Several former students and parents urged the Red Clay Consolidated School District board on Aug. 20 to reconsider or pause a proposed restructuring that would change the role of McCain High School, urging more data, community engagement and attention to student opportunity.
Monica Ball, a 1975 graduate of McCain and a current district resident, told the board she is concerned about career-pathway graduation requirements and said funneling students into multi-year career tracks in ninth or tenth grade risks "pigeonholing" students. Ball said she wants more evidence that career pathways improve outcomes and urged the district to consider alternatives such as shorter pathway modules, more electives, rotating teachers between high schools and additional transparency about transportation costs and other impacts.
Another alumnus, Mike Brenner (class of 1975), said he opposes converting McCain into a different program and suggested other configurations, including expanding a vocational-technical (Vo‑Tec) program at another site, making different use of underenrolled buildings, or expanding enrollment options at magnet/charter schools rather than changing McCain. Brenner said McCain currently shows strong enrollment and local community ties and argued the district should proceed more slowly and consider a public referendum if changes would be significant.

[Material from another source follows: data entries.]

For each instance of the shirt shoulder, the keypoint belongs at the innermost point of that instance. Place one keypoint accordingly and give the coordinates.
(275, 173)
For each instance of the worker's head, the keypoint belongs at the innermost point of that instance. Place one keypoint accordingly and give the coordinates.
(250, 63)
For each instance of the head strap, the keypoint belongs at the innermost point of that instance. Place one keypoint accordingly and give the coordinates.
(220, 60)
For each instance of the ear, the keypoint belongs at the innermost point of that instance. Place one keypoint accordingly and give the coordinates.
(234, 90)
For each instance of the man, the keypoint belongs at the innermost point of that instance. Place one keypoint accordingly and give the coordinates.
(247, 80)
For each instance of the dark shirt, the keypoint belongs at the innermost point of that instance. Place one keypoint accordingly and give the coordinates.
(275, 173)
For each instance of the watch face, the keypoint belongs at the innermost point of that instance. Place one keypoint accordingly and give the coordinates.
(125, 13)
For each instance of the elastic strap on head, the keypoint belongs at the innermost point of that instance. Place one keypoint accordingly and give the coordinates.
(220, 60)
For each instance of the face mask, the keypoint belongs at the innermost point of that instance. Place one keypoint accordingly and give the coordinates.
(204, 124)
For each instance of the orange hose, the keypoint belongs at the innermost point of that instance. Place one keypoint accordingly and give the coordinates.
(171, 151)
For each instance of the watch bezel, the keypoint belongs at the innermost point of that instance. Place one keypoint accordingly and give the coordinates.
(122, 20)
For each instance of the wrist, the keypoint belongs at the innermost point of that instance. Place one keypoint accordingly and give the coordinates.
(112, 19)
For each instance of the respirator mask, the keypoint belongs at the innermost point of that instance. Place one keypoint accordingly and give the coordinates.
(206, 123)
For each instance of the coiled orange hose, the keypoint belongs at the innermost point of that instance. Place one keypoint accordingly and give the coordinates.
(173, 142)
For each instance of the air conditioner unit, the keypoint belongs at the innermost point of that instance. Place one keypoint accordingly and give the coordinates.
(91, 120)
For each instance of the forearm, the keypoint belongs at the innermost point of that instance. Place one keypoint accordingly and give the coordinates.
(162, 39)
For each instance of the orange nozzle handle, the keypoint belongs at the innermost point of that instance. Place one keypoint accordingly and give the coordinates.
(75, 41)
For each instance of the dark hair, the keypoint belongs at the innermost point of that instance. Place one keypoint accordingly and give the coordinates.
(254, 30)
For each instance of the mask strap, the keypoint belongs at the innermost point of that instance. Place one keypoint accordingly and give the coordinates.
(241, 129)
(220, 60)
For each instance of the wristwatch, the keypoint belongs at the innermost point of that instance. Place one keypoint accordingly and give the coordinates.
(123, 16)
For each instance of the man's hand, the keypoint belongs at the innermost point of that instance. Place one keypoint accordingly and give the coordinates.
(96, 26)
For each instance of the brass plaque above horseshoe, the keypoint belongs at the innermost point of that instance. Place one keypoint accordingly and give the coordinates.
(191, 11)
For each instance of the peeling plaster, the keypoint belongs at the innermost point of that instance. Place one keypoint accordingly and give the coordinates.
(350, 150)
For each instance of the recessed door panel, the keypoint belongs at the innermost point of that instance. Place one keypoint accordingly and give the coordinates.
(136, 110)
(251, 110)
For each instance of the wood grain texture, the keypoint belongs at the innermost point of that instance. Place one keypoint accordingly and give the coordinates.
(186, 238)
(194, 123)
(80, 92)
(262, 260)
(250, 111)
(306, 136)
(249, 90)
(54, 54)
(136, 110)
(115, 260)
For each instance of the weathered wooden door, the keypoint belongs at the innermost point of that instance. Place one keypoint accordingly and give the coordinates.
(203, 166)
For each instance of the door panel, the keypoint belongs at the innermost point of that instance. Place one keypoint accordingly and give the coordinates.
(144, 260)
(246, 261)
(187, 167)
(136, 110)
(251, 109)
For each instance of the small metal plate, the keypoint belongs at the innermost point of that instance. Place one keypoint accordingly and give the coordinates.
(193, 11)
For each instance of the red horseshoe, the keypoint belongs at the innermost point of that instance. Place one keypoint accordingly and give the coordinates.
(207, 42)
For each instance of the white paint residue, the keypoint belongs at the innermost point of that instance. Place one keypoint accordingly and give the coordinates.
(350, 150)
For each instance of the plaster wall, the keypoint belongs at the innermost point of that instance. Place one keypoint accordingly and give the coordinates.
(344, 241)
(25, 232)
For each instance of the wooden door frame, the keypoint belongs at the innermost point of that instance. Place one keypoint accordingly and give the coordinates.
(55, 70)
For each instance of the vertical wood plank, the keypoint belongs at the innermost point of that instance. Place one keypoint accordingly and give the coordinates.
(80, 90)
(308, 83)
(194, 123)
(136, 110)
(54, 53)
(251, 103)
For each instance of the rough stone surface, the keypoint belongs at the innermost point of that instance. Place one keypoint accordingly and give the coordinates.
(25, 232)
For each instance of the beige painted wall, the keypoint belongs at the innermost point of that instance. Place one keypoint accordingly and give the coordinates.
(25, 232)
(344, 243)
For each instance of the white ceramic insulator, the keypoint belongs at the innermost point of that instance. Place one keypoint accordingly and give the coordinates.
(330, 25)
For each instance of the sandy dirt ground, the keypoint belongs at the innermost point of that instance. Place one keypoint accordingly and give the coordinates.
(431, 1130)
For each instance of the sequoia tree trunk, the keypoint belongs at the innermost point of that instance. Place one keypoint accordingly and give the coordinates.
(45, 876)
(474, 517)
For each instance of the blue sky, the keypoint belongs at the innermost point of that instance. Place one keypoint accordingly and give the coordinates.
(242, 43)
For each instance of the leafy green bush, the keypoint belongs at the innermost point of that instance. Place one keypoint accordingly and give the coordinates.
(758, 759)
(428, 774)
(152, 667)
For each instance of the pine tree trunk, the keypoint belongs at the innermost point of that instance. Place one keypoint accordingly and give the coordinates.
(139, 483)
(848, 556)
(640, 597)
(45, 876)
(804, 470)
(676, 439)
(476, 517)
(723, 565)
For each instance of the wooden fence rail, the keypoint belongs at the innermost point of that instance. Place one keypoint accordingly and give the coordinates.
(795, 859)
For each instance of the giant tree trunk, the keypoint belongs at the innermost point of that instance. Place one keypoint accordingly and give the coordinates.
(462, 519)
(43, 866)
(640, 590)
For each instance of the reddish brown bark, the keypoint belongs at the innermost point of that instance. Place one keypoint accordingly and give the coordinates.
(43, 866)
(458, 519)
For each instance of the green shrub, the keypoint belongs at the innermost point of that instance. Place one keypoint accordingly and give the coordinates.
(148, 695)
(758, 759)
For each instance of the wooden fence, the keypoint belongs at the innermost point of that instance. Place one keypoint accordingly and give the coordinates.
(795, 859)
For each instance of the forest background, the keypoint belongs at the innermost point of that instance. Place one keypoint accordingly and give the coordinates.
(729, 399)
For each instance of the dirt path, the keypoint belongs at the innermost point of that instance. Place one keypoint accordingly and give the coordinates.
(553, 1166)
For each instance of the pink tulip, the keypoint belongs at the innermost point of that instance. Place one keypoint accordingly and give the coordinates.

Superintendent Dr. Darnell Green addressed secondary attendance-zone planning in his superintendents report and said a timeline and stakeholder engagement plan are in the superintendents monthly materials. Green noted the district will communicate plans and hold workshops and that work on attendance zones and the secondary plan will continue with stakeholder groups; he did not announce a final vote or adoption of a restructuring plan at this meeting.
Ending: Public commenters asked the board for open data, more time for community review and specific impact analysis on transportation and program outcomes before any final change to McCains status. The board did not take formal action on high-school restructuring at the Aug. 20 meeting; staff said further community engagement will follow.